A quick look at an Orthodox church that was gutted for renovation, and the icons therein that were in safe storage whilst said work was ongoing, then we were lead to a typically Soviet memorial garden with statues of large fists in bronze. Across the road was a large square, with incredibly wide roads, complete with a huge bronze statue of Lenin, with outstretched arm, and the country's second largest Kyrgyzstan flag. The largest is flying in Bishkek up north. Ulam pointed out Solomon's Throne, a rock formation on the distant mountain side and site of tomorrow morning's tour.
Dinner was a very pleasant affair and it was interesting to note the different take on things between guides. We had been told in Uzbekistan that everyone loved and admired their leader who was wise, gave people freedom and was doing great things for the country. 'Everybody loves him', we were told. Now, a mere stone's throw away, we were being told how much of a tyrant he is and that the country Uzbekistan was ruled by fear, not least because in 2005 some 2000 citizens in the Fergana Valley were allegedly shot, their bodies never to be seen again! Moreover, the Uzbek President also allegedly announced publicly that anyone found enquiring about missing relatives would meet the same fate!!

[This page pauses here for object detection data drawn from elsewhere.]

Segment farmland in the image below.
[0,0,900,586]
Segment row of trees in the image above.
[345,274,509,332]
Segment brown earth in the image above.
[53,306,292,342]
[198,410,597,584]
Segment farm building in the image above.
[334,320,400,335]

We got 'home' to find the rucksack waiting and on inspection we found that they had decided to replace the ripped section instead of reinforcing it by adding some backing fabric. The job looked pretty competent and the material was sensibly chosen as it has plenty of give in it and it seems hard wearing. My only concern is that they have in fact weakened the whole bag now by introducing the potential for 3 additional rip points instead of the existing one. Time will tell if it holds up!
News Flash! Osh is the very same place that is home to the recent violence resulting from ethnic clashes between Kyrgyz and ethnic Uzbek groups and has resulted in the deaths of at least 45 people. It seems our timing was spot on to avoid the dreadful violence.